These are the words from Nvidia themselves in regards to their upcoming new chip manufacturing architecture, Volta.


Volta is the latest name for a new GPU microarchitecture developed by Nvidia, succeeding Pascal (found in the GTX 1080 Ti, GTX 1080, GTX 1070 Ti). The architecture is named after Alessandro Volta, the inventor of the first electric battery. The architecture is produced with TSMC’s 12 nmFinFET process. The Volta Architecture of GPU’s are equipped with 640 Tensor Cores. This gives Volta the ability to deliver over 125 teraFLOPs per second (TFLOPS) of performance dedicated to deep learning and artificial intelligence, over a 5X increase from the Pascal microarchitecture of previous gen GPUs. With over 21 billion transistors, Volta is claimed to be the most advanced and powerful GPU architecture in the world. It pairs NVIDIA® CUDA® and Tensor Cores to deliver the performance of AI supercomputers into a GPU.

Designed specifically for deep learning, the first-generation Tensor Cores in Volta deliver groundbreaking performance with mixed-precision matrix multiply in FP16 and FP32—up to 12X higher peak teraflops (TFLOPS) for training and 6X higher peak TFLOPS for inference over the prior-generation NVIDIA Pascal™. This key capability enables Volta to deliver 3X performance speedups in training and inference over Pascal.

The Nvidia GeForce RTX 2080 Ti, the flagship GPU in the Turing Architecture lineup. RTX provides in-built support for ray tracing rendering technology.


Tensor Cores are unique and individual processing units within Volta and Turing GPUs that are designed to perform large amounts of mixed precision matrix multiplication. Since artificial intelligence is all about large data gathering and algorithm processing on them, dedicated Tensor cores help drastically improve the throughput and efficiency of AI processing. Nvidia’s latest generation of Tesla GPUs are powered by these exact Tensor Cores, a groudbreak for companies and machines requiring fast AI performance. Turing Tensor Cores developed by Nvidia provide a full range of precisions for inferences in large sets of data. These cores provide breakthrough performance in FP32, FP16, INT8 and INT4 sets. FP = Floating Point, INT = Integer.

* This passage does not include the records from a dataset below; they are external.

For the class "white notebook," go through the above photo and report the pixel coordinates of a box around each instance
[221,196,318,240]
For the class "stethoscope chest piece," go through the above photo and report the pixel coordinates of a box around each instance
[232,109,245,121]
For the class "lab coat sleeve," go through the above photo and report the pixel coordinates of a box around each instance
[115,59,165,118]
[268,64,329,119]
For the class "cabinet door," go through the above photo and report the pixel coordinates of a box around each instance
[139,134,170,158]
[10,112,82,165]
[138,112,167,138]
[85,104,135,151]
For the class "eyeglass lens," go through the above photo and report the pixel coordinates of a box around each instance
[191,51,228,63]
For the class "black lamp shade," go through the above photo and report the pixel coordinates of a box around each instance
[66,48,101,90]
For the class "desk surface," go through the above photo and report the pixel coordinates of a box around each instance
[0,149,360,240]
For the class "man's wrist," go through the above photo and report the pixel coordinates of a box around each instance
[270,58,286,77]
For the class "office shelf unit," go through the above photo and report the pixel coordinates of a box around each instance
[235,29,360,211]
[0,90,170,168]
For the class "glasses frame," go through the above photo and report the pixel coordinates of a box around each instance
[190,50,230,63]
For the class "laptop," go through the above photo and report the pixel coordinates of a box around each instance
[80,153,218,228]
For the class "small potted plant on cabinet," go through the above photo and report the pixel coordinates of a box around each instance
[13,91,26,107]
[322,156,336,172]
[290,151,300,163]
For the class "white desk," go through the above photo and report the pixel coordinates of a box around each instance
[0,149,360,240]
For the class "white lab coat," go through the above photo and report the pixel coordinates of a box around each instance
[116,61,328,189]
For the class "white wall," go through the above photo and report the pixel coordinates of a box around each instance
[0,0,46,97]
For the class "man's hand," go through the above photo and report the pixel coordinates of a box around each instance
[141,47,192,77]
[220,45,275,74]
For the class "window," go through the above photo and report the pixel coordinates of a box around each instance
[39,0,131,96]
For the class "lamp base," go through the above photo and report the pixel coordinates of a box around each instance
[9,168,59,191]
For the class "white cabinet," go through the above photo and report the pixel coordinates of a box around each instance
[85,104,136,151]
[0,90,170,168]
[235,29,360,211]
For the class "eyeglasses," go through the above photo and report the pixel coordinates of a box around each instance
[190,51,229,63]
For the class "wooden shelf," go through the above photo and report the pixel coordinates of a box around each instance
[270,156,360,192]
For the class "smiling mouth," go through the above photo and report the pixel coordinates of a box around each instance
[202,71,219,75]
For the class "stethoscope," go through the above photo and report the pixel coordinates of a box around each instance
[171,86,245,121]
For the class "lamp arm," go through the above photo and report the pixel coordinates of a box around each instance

A comparison of matrix operations on the new Turing Tensor Cores vs the older generation Pascal interface.

T4 delivers breakthrough performance for deep learning training in FP32, FP16, INT8, INT4, and binary precisions for inference. With 130 teraOPS (TOPS) of INT8 and 260TOPS of INT4, T4 has the world’s highest inference efficiency, up to 40X higher performance compared to CPUs with just 60 percent of the power consumption. T4 uses only around 75 watts of power at peak.